Allstate’s Enterprise Risk and Return Council (ERRC), a senior management committee appointed by the CEO and chaired by the Chief Risk Officer (CRO), directs enterprise risk and return management by establishing risk-return targets, determining economic capital levels and directing integrated strategies and actions from an enterprise
perspective.

Among others, ERRC members include the CEO, enterprise and business unit Chief Risk Officers and Chief Financial Officers, General Counsel and Treasurer. The ERRC convenes monthly to assess and manage the various risks and opportunities faced by the company, which may include topics such as climate change.

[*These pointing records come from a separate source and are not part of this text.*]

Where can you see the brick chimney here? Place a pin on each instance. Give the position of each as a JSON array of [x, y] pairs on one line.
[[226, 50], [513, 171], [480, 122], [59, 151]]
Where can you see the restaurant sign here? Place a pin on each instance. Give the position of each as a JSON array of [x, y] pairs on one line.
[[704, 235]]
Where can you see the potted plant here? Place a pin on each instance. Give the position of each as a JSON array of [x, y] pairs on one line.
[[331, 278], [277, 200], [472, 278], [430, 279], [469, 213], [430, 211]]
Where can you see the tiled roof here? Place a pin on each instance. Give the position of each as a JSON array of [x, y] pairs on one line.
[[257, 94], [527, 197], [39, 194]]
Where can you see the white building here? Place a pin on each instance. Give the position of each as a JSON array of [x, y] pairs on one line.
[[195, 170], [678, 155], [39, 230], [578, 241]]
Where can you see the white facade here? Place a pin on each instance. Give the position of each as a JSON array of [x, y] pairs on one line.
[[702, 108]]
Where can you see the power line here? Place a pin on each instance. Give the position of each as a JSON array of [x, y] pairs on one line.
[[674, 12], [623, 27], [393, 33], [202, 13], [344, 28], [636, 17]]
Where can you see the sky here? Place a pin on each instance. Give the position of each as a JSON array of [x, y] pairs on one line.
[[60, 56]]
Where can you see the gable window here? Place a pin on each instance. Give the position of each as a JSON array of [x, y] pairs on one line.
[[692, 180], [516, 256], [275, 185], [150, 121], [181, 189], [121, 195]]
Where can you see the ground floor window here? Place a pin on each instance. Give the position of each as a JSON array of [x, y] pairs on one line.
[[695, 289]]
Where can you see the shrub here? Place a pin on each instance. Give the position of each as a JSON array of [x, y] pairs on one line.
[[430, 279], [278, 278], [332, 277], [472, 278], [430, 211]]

The Board is responsible for the oversight of Allstate’s business and management, including risk management. In exercising this responsibility, the Board regularly reviews strategy; business plans for Allstate’s property and casualty business, life insurance and annuity business, and investment portfolio; liquidity and use of capital; and legal, regulatory, and legislative issues. Twice a year, the Board reviews Allstate’s risk management objectives and processes. On a quarterly basis, the Audit Committee discusses risk assessment and risk management processes with management.

Managing Climate Risks

Climate risk is among some of the enterprise risks and opportunities that are regularly managed by Allstate. We use fluid risk identification processes to reflect a continuously shifting external and internal risk environment. Business area risk owners identify risks and opportunities throughout the year, and Allstate monitors significant risk exposures in comparison to enterprise action plan targets quarterly through a comprehensive Enterprise Risk & Return Dashboard prepared for the ERRC and the Audit Committee of the Board of Directors.

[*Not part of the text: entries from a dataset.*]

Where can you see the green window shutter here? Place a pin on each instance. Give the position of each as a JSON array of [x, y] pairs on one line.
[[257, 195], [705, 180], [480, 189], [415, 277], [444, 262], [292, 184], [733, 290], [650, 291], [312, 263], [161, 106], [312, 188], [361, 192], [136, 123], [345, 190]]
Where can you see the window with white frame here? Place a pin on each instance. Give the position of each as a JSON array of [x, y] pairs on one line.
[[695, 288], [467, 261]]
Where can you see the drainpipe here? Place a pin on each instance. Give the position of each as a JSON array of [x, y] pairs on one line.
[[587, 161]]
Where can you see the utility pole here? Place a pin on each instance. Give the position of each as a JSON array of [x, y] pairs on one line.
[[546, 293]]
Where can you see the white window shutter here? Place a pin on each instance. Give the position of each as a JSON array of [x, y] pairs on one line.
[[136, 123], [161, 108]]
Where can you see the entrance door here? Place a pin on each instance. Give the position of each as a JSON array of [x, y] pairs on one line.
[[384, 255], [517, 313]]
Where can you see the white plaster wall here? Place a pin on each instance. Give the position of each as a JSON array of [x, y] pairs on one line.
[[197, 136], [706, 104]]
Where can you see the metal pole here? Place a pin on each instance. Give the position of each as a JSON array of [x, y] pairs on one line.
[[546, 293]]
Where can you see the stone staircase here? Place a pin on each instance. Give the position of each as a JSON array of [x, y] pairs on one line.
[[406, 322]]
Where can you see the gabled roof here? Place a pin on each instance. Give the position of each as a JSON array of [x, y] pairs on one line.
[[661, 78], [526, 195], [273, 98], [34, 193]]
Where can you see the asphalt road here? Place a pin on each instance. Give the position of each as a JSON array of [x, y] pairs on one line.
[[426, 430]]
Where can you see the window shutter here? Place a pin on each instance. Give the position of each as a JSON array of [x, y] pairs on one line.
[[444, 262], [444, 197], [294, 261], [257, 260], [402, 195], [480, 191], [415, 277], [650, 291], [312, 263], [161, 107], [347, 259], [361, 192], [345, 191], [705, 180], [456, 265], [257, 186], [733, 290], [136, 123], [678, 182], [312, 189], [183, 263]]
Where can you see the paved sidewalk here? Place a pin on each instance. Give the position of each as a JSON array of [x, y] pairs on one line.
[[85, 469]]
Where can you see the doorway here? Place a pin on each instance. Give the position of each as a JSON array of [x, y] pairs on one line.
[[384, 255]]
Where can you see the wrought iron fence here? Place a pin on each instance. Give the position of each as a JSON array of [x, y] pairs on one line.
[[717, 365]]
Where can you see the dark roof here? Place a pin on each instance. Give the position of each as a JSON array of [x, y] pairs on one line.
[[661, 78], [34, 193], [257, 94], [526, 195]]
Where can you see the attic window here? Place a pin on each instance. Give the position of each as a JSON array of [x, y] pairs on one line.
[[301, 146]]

This report captures potential risks related to climate such as catastrophic weather events and other factors such as auto and homeowner insurance claim frequencies and severities, business continuity and disaster recovery planning, and investment concentration. Regulatory, customer behavior changes, reputational and weather-related risks and opportunities are also considered. Financial modeling, scenario testing and management judgment are used to assess the significance of risks and opportunities including materiality.